個別個別の歴史事実を論ずるのが瑣末だと先日の記事で書いたので、根本的な問題の方について書いておこう。

まず、そもそもなぜに共同で歴史を研究しなければならないか、という点をきちんと考えたい。一口に「歴史」と言ったが、「歴史」には、事実として何が起き たかという「史実」の問題と、どの史実をどのように一本の話として紡ぎあげるかという「叙述」の問題がある。後者はいわゆる歴史教科書問題で「~を美化し ている」「~を悪く書きすぎだ」「~を教科書に載せるのはおかしい」等々の形で出てくる類の問題である。


叙述の方について言えば、これは日中で共通のものになる必要性はそこまで高くない。歴史教科書に話を絞ると、まず実際に日中で共通の歴史教科書を用いるべきだという主張については、そもそも日本では検定を通れば自由に教科書を発行することが出来る以上、そのようなことをするのは現実性がない話である。
次に「どういう方向性の教科書が望ましい歴史教科書か」という方向性だけは共通の認識にしておこうという主張があるだろう。しかし、そもそも記述する対象が日本では「日本史」であり中国では「中国史」である以上、主体が最初から異なっているので必然的に視点が食い違うのは当然であろう。歴史教科書は自国を主体としてそうした視点から史実を選択し再構成されているので、誤解を恐れずに言えば歴史は主観的な編纂になる。もちろん客観的な観点からの批判として、叙述する歴史の内部に整合性がとれない(同様の行動を、他国の場合は批判的に叙述するのに自国の場合はそうはしない、など)場合には批判にさらされるだろう。だが、逆にいえば相手国がそうした問題を抱えていない場合には、歴史叙述の方向性について共通である必要性はそこまで高くない。
歴史叙述の共通化を目指す人々は、日中間の摩擦を取り除こうという意図があるように思う。だが、そもそも「歴史について共通の認識を抱かなければ、互いに友好的な関係は築けない」という仮定自体、そこまで妥当性の高いものだとは思えない。例えばアメリカと日本では歴史認識は大きく食い違うが、日米は友好的関係を保っているし、日本人とアメリカ人も友好的にやっていけている。結局のところ、根本の解決策は「歴史認識を共通にする」のではなく「歴史認識の異なる人同士で仲良くする術を身につける」方であろう。もちろんアメリカと中国の大きな違いとして、中国は歴史問題を政治の俎板にたびたび上げるという点は確かに存在する。しかし、この問題は純粋に政治的な課題であり歴史学がどうこうできる問題でもないので、この点にこだわりすぎる必要はそこまでないだろう。

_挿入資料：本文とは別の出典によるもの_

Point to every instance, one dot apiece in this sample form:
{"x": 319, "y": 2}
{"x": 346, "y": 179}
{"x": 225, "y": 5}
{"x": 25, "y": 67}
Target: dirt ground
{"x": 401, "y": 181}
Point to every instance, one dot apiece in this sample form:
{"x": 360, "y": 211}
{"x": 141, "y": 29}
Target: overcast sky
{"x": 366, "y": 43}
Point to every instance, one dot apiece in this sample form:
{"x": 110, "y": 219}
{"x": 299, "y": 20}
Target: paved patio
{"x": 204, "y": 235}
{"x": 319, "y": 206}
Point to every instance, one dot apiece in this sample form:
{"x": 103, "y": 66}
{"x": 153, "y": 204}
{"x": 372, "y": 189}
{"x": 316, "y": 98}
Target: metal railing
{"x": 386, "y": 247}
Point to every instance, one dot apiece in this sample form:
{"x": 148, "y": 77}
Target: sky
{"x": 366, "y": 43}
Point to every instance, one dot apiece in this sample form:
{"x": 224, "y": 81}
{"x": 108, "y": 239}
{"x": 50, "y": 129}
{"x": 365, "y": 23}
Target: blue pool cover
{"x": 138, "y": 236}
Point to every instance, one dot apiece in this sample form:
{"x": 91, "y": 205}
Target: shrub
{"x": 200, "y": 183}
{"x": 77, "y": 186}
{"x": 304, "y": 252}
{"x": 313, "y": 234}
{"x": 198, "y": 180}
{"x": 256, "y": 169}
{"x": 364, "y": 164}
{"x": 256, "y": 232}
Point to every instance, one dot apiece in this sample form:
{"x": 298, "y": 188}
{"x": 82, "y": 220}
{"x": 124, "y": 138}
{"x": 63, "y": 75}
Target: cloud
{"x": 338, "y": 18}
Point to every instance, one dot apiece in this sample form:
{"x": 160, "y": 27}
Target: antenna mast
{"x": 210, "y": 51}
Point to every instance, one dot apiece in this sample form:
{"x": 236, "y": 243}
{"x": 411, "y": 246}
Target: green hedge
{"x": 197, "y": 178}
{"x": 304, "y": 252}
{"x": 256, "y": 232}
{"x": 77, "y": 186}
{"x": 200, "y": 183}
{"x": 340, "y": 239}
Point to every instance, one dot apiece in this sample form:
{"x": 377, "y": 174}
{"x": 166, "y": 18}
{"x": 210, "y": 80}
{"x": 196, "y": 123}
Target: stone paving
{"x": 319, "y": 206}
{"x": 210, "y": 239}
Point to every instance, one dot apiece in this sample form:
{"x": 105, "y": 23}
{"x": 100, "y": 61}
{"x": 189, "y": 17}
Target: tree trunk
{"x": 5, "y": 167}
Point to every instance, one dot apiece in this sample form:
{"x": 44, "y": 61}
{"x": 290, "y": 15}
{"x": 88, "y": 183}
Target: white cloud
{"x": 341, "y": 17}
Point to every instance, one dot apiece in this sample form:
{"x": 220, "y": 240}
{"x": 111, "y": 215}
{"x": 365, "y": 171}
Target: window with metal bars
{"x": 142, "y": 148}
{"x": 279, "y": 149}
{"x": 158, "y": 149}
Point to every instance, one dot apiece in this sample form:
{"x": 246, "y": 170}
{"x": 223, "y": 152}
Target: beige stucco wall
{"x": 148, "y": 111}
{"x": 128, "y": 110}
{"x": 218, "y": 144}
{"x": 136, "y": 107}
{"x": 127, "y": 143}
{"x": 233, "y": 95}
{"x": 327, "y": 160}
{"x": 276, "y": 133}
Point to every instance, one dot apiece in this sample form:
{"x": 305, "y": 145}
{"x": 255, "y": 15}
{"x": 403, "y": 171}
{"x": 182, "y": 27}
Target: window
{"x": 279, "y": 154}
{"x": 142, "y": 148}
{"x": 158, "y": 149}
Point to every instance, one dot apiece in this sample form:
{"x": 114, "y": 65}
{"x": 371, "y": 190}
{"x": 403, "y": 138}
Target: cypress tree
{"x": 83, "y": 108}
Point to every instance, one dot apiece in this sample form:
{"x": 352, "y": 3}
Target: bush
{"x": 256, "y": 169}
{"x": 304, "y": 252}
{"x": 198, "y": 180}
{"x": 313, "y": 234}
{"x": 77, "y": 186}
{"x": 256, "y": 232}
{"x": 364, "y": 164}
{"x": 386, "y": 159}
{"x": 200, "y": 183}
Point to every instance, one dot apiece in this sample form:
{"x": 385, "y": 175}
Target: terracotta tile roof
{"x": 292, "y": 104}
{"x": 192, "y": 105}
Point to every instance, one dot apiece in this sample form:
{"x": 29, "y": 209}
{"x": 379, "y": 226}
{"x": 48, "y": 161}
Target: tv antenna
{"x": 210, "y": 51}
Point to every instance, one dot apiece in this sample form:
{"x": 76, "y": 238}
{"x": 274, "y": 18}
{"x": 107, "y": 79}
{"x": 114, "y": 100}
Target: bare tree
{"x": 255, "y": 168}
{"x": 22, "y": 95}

さて、次に史実の問題である。史実の問題はとりあえず客観的な学問の問題であるので、相互に共通の見解を抱いてないのはよくない状況にあると言える。しかし、そこから日中の歴史の共同研究が直ちに導かれるのだろうか。
おそらく他の学問領域(自然科学など)で多国間の共同研究をするのは、間違いなくただ単に優秀な人材をたくさん集めて研究の進展を早めるためである。あるいはまれであろうが、それぞれの国ごとに視点の偏りがあるので、それを他の国とぶつけることにより視点を深め、より豊かな研究にするというものがある。
だが、今回の歴史の共同研究はこのケースには全く当てはまらない。前者に当てはまらないのは言うまでもないし、後者についてもそもそも国内の歴史学者で中国の意見を代弁するかのごとき学者は多数いる以上、とりあえず日本について言えば国内の研究で事足りる。

結局のところ、何が問題なのかといえば、それは中国国内で自由な学問と自由な言論が確保されていないという一点に尽きている。自由な学問が行えないのだから、当然ながら(学問的に導かれた)史実で食い違いが生じる。日中の史実についてのずれを解消したければ、中国における学問と言論の自由を確保するようにするのが最善の解決策である。
では、この目的からみて今回の共同研究は有益であろうか。私は無益だとまで思わないが、ほとんど有益でなかったと思う。今回の研究結果は中国側にとって都合の悪い部分(天安門事件とか)はそもそも取り扱わないという形で進められている(http://www.jiji.com/jc/c?g=pol_date4&k=2010013100092)。このような形では、学問的自由は確保する方向には動かない。むしろ、中国メディアの報じ方を見る限り、今回の歴史研究を日本から譲歩を引き出すための一つの政治的駆け引きの場と見ているようである(http://www.asahi.com/international/update/0201/TKY201002010303.html)。このような学問領域の政治化こそ、学問の自由の侵害につながってくる以上、学問の政治による浸食をすすめるような活動は、史実の共有にマイナスにもなりかねない。

なので、繰り返しになるが、共通の歴史にしたいのならば、先んず中国の学問状況を変えるような働きかけをするのが一番であろう。確かに困難は多いが、そうした困難な道から目をそむけていても、問題は解決しないであろう。